The U.S. House of Representatives has approved a motion to vacate the office of Speaker of the House, removing Rep. Kevin McCarthy (R-California) from the position nearly nine months to the day after he assumed the role.
Rep. Matt Gaetz (R-Florida) filed the motion to vacate on Monday, citing McCarthy’s refusal to use the threat of a government shutdown to negotiate draconian cuts to social programs and impose harsher immigration standards. The vote commenced on Tuesday afternoon, with 216 members of Congress in favor of removing McCarthy from the speakership and 210 opposed.
Nearly all Democratic lawmakers in the chamber (208 in total, with four votes absent) voted for the motion, with eight Republicans joining them. All of the “no” votes came from Republicans.
Shortly after the vote, in a closed session of the Republican conference, McCarthy said that he wouldn’t seek the speakership again when the vote to choose a new leader of the House happens sometime next week. All votes in the House that were scheduled for later this week have been suspended until that time, although Rep. Patrick McHenry (R-North Carolina) will serve as speaker pro tempore until a new speaker is picked.
When he closed out the day’s business, McHenry, who opposed the motion to vacate, slammed the gavel disapprovingly.

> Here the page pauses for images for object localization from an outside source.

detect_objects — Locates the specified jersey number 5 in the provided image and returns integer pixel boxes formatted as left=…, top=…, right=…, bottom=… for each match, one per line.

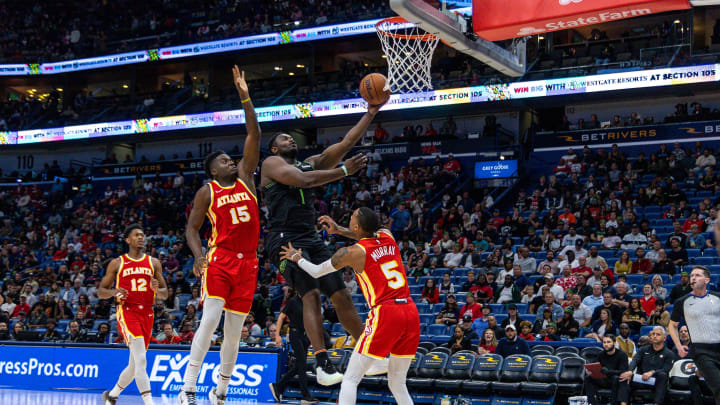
left=130, top=279, right=147, bottom=292
left=380, top=260, right=405, bottom=289
left=229, top=206, right=251, bottom=224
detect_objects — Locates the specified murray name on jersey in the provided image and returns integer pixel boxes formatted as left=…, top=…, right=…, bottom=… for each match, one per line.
left=370, top=244, right=397, bottom=262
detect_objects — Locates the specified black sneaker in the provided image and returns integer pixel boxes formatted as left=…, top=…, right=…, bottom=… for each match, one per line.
left=315, top=357, right=343, bottom=386
left=178, top=390, right=197, bottom=405
left=102, top=391, right=117, bottom=405
left=268, top=383, right=282, bottom=402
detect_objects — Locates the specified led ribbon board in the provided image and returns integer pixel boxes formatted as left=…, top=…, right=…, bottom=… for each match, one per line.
left=3, top=63, right=716, bottom=145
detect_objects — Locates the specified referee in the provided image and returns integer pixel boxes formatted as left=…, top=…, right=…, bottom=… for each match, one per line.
left=669, top=265, right=720, bottom=405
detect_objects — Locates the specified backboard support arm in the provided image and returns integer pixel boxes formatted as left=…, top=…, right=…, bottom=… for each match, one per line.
left=390, top=0, right=526, bottom=77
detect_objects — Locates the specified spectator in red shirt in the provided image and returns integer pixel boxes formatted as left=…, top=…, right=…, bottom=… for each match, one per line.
left=374, top=122, right=389, bottom=144
left=558, top=206, right=577, bottom=225
left=682, top=211, right=704, bottom=233
left=178, top=320, right=195, bottom=344
left=489, top=209, right=504, bottom=228
left=572, top=256, right=593, bottom=279
left=158, top=322, right=181, bottom=344
left=631, top=247, right=652, bottom=275
left=443, top=154, right=461, bottom=174
left=11, top=296, right=30, bottom=318
left=423, top=123, right=438, bottom=137
left=460, top=293, right=483, bottom=320
left=477, top=328, right=498, bottom=354
left=639, top=284, right=657, bottom=316
left=421, top=279, right=440, bottom=304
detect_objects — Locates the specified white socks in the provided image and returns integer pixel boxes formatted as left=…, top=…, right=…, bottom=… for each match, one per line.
left=182, top=298, right=225, bottom=392
left=216, top=311, right=246, bottom=397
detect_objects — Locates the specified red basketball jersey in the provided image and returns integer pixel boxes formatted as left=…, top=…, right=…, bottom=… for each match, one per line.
left=355, top=231, right=411, bottom=308
left=116, top=254, right=155, bottom=307
left=206, top=179, right=260, bottom=253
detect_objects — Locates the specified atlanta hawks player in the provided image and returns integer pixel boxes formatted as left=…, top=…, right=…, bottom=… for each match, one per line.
left=281, top=207, right=419, bottom=405
left=100, top=224, right=168, bottom=405
left=179, top=65, right=262, bottom=405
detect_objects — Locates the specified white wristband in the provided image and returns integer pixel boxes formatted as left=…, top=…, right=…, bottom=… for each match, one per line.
left=341, top=165, right=348, bottom=176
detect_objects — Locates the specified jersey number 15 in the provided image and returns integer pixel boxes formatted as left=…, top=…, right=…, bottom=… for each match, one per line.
left=229, top=206, right=251, bottom=224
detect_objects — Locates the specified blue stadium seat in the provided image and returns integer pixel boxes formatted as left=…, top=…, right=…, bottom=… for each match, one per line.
left=625, top=274, right=644, bottom=285
left=427, top=324, right=449, bottom=336
left=686, top=249, right=701, bottom=258
left=416, top=303, right=431, bottom=314
left=419, top=314, right=435, bottom=325
left=599, top=250, right=615, bottom=258
left=694, top=257, right=714, bottom=265
left=331, top=323, right=346, bottom=337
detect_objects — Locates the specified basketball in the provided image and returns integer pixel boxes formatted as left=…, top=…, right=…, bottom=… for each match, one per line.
left=359, top=73, right=391, bottom=105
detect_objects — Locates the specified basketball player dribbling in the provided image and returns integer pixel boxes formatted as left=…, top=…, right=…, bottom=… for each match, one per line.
left=178, top=66, right=262, bottom=405
left=280, top=208, right=420, bottom=405
left=100, top=224, right=168, bottom=405
left=261, top=100, right=386, bottom=385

McCarthy’s tenure is the shortest of any speaker of the House since 1869. It is the first time in U.S. history that a speaker has been removed from the position through a motion to vacate vote.
As of right now, it appears that Rep. Steve Scalise (R-Louisiana), the House Majority Leader, is the most likely candidate to become speaker. He has reportedly been making calls to lawmakers to garner their support.
It’s unclear whether Scalise or any other Republican lawmaker will be successful in becoming the next speaker of the House right away, or if they will have to face multiple ballots across several days before someone is selected, as McCarthy did in January.
“There is a real possibility for a long delay in finding a replacement speaker,” legal expert Omar Ochoa said in an email to Truthout. “And that may cause major disruptions in the operations of the federal government.”
Political commentators have stressed that the events of the past week are unprecedented.
“We’re in uncharted territory. We’ve never had this situation before,” Matthew Green, a political science professor at the Catholic University of America, told CBS News.
Even though Scalise appears to be the frontrunner, Republican lawmakers have indicated to Democrats that they do not know who will be chosen to lead the House.
“On the way out [of the chamber], three different Republicans told me three different names of people that they thought might be the next speaker,” Rep. Jamie Raskin (D-Maryland) told Axios reporter Andrew Solender.